I will admit, many an apology has crossed my lips begrudgingly, full of snarkiness and lacking authenticity. This usually happened when the apology was directed toward a sibling as commanded by our mother. But the practice was part of growing up. We learned the importance of saying the words, “I am sorry,” as the first step toward reconciliation and the way to begin to set a relationship right.

I am fascinated by Japanese culture, where apologizing is more than simply expressing you are sorry. Apologizing is about politeness and being courteous, hallmarks of this Eastern country and the means to achieve a harmonious society. Even ego-driven business leaders, politicians, and celebrities value the importance of apologizing as a way to rebuild trust and strengthen connections with customers, constituents, or fans. Japanese apologies go beyond language and generally include a formal bow as a sign of respect. The more robust an apology, the deeper and longer the bow.

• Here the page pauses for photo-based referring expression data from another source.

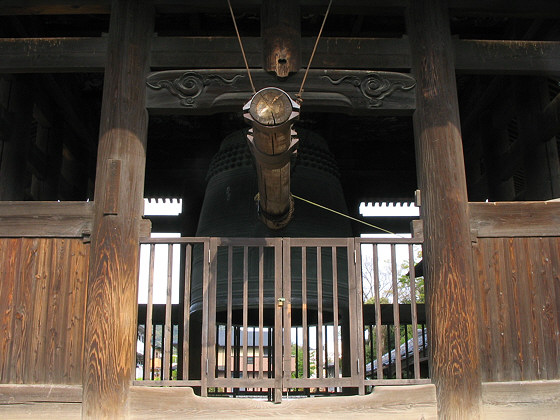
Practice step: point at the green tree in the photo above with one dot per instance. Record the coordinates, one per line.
(299, 351)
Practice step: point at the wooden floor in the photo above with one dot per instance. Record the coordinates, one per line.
(501, 400)
(416, 402)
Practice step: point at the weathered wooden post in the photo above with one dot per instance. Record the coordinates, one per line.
(451, 310)
(110, 337)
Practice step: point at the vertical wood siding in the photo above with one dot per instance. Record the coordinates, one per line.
(42, 305)
(518, 288)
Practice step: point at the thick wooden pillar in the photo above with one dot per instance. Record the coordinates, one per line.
(110, 338)
(451, 310)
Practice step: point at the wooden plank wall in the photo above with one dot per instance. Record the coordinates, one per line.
(518, 296)
(43, 284)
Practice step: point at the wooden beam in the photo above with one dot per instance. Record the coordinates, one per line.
(551, 119)
(281, 34)
(451, 314)
(211, 91)
(40, 55)
(66, 219)
(507, 57)
(110, 336)
(514, 219)
(223, 52)
(57, 55)
(57, 7)
(515, 8)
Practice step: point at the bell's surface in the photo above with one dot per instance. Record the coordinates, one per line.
(230, 210)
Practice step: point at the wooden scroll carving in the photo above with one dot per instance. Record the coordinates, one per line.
(347, 91)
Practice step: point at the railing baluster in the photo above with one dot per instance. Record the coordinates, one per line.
(187, 310)
(149, 308)
(229, 312)
(304, 312)
(166, 364)
(320, 361)
(396, 314)
(245, 306)
(414, 312)
(261, 312)
(335, 311)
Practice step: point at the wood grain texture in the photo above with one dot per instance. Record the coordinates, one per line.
(46, 219)
(515, 219)
(412, 402)
(451, 315)
(42, 299)
(518, 296)
(110, 337)
(521, 400)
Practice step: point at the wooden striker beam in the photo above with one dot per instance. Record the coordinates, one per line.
(451, 309)
(110, 337)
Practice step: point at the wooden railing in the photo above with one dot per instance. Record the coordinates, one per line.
(261, 316)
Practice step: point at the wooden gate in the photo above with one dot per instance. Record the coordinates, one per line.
(283, 314)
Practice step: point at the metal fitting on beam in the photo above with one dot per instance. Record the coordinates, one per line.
(271, 113)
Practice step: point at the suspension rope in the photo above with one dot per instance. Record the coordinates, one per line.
(298, 96)
(241, 46)
(345, 215)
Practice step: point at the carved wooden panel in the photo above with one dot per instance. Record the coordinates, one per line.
(347, 91)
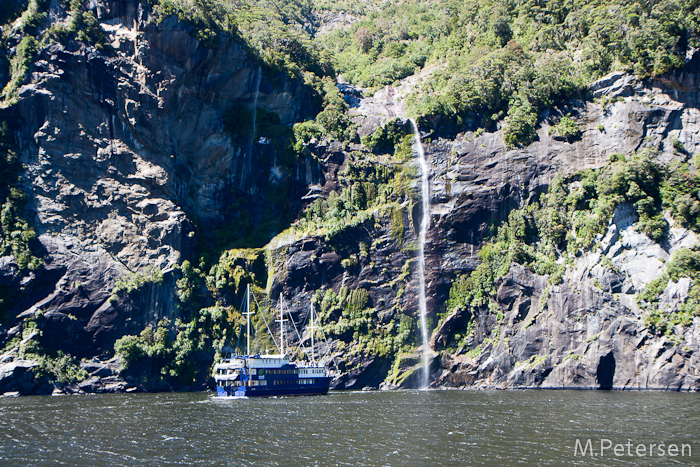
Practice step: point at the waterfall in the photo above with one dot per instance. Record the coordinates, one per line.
(255, 118)
(424, 225)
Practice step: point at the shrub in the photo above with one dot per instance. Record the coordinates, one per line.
(568, 128)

There are some people who simply refuse to apologize because they believe an apology is equivalent to an ego-injuring admission of guilt, one step short of groveling. These unapologetic types may also get a power rush by holding back on making a simple apology, establishing their control. Whatever the egocentric motivation for their apology aversion, they have missed the whole point. Apologies are not about admitting guilt or appearing weak. The primary purpose for an apology is simply to convey that you care.

I’m a diehard movie fan, and countless catchphrases from the silver screen find their way into my everyday conversations. There is one movie line, however, that has always bugged me: “Love means never having to say you’re sorry.” Though I adore the 1970 film Love Story, this makes no sense whatsoever. “It is outrageous, egregious, preposterous,” to quote a favorite Seinfeld episode.

You don’t have to love someone—or to even like them—for an apology to be appropriate if you have offended them, with or without intention. Being a good human being means caring about someone else’s feelings. And when you have hurt someone you love, it is imperative that you apologize, with sincerity and fitting contrition.

An offer of a sincere apology can be a soul cleansing, relationship-restoring experience. Hollywood notwithstanding, “Love means always remembering to say you’re sorry.”

I’m here if you need me. Until then, y’all behave.